From April 2008 Britons will be able to put an extra £600 a year into a cash ISA savings account and an extra £200 into stocks and shares ISA.
This is the first increase in the amount you can save tax-free in ISAs since their introduction in 1999.
"An increase in the annual subscription limit to £3,600 for cash ISAs is good news for savers," said Adrian Coles, director-general of the Building Societies Association.
"The cash ISA has undoubtedly been a success story to date and raising these limits will help build on this."
However, the move did not draw universal praise.
"There are still further reforms we would like to see on ISAs - it is disappointing that the chancellor has not allowed transfers from stocks and shares ISAs to cash ISAs to be permitted," Mr Coles added.
"As well as representing a consistency of approach, this would make 'lifestyling' of portfolios much easier.
"Making transfers one-way-only - from cash to stocks and shares - as the chancellor has announced, means that errors of judgement or bad advice could never be rectified, while still retaining tax exemptions on the transferred money."
Additionally, while the cash ISA limit increased £600, the equity ISA rate only increased £200.

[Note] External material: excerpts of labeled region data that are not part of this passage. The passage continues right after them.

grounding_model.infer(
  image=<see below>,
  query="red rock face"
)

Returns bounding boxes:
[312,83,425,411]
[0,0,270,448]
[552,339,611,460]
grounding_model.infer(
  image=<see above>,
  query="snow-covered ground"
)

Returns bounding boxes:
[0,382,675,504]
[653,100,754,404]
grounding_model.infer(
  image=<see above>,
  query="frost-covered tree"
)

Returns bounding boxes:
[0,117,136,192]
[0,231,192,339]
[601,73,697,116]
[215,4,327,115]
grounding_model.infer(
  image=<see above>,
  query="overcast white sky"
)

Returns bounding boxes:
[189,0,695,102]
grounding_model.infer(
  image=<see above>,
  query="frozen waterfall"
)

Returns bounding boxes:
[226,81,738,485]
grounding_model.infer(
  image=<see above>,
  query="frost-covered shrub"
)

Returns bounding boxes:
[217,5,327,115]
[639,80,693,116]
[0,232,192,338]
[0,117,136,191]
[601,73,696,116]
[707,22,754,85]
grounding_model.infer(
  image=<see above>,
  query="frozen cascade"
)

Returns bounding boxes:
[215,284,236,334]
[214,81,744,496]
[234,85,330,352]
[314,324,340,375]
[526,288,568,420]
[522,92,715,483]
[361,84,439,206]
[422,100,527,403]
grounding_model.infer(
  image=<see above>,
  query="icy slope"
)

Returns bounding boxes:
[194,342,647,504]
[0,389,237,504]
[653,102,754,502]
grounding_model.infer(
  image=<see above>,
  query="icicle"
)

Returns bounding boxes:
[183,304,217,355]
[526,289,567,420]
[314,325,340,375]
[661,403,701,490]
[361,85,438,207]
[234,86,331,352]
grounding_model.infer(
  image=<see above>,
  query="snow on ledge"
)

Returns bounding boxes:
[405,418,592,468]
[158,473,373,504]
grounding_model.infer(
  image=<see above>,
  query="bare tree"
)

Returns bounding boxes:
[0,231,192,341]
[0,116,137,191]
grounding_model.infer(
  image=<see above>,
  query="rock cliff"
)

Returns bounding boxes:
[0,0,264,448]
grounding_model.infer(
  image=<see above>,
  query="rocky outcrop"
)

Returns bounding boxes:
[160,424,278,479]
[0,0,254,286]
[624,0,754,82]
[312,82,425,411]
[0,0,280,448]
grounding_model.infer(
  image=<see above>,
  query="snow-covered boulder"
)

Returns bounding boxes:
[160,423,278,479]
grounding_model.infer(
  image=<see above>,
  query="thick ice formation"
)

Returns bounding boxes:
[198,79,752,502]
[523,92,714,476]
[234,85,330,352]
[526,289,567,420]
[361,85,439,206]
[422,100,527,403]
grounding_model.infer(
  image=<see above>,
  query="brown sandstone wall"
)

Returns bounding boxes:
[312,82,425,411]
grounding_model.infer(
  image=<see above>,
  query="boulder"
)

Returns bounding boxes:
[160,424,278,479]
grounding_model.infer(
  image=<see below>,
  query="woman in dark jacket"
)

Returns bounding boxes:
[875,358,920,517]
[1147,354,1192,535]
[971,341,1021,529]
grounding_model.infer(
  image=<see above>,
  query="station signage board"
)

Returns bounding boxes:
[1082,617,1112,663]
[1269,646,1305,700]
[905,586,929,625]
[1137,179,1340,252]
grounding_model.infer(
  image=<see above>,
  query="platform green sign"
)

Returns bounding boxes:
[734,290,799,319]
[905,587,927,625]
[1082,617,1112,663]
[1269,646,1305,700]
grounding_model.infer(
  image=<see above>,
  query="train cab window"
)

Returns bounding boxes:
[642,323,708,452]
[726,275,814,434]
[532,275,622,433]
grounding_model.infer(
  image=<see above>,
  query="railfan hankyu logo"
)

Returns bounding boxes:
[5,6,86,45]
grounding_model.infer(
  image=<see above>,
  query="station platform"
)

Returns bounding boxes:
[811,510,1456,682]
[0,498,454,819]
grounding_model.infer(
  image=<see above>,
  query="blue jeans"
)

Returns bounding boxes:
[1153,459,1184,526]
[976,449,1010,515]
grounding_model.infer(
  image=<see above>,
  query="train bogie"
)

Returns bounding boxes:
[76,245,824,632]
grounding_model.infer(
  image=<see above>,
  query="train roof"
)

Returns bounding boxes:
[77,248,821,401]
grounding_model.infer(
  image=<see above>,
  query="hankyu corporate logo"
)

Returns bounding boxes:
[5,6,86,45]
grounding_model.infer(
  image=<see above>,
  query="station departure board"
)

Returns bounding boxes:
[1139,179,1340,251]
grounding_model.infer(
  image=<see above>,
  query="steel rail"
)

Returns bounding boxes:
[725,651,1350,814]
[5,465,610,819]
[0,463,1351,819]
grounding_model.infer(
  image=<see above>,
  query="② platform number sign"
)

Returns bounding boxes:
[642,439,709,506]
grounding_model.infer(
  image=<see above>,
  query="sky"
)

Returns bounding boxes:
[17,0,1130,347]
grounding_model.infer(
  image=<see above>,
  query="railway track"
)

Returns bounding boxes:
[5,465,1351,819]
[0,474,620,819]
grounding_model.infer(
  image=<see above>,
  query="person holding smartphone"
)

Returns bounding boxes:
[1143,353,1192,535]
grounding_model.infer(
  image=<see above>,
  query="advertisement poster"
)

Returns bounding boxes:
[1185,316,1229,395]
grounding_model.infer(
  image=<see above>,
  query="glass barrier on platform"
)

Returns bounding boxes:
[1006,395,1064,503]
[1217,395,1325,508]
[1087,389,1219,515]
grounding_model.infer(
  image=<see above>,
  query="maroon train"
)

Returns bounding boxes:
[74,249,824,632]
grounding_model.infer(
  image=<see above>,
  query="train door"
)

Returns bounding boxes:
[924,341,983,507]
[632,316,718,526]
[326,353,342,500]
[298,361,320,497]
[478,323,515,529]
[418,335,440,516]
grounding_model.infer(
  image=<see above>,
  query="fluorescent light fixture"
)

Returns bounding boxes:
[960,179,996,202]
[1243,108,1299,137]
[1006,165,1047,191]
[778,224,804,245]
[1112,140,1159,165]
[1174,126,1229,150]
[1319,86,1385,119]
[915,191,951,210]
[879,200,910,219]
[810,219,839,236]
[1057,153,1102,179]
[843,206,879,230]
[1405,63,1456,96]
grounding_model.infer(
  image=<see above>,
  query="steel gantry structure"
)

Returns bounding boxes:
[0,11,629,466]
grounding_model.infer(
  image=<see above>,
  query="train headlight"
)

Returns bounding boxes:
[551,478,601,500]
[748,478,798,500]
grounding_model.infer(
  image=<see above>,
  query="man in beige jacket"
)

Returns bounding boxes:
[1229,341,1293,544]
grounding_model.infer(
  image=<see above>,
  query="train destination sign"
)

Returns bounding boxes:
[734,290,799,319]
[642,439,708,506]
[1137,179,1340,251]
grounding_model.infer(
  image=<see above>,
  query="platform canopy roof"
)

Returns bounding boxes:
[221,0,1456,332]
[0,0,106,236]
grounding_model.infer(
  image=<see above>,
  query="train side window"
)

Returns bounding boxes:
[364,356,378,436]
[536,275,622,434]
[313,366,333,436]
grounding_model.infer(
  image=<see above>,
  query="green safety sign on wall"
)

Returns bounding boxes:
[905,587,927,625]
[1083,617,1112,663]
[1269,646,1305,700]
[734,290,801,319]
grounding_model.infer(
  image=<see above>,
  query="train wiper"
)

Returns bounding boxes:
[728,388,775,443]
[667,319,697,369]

"We are disappointed to see such a small increase in the limit on equity ISAs, particularly as the Government recently cemented its commitment to ISAs by making them permanent fixtures in the savings landscape and simplifying them through the abolition of the complicated mini-maxi rules," said Richard Wastcoat, UK managing director of Fidelity International, the largest manager of ISAs and Peps.
"Giving a significantly larger increase to the cash rather than the equity element of the ISA sends the wrong message to the market at a time when the government claims to be trying to encourage long-term saving.
"With longer investment horizons, savers need to get the message that equity-based investment can offer better returns over the long term.
"We firmly believe that making it more tax-efficient to save will go a long way in encouraging consumers to make more provisions for their future, and urge the government to address this at the next budget by raising the limit to a more realistic £10,000."
Malcolm Dodds, Pep and ISA Manager at Alliance Trust said today's ISA limit rise was "nothing more than a consolation prize".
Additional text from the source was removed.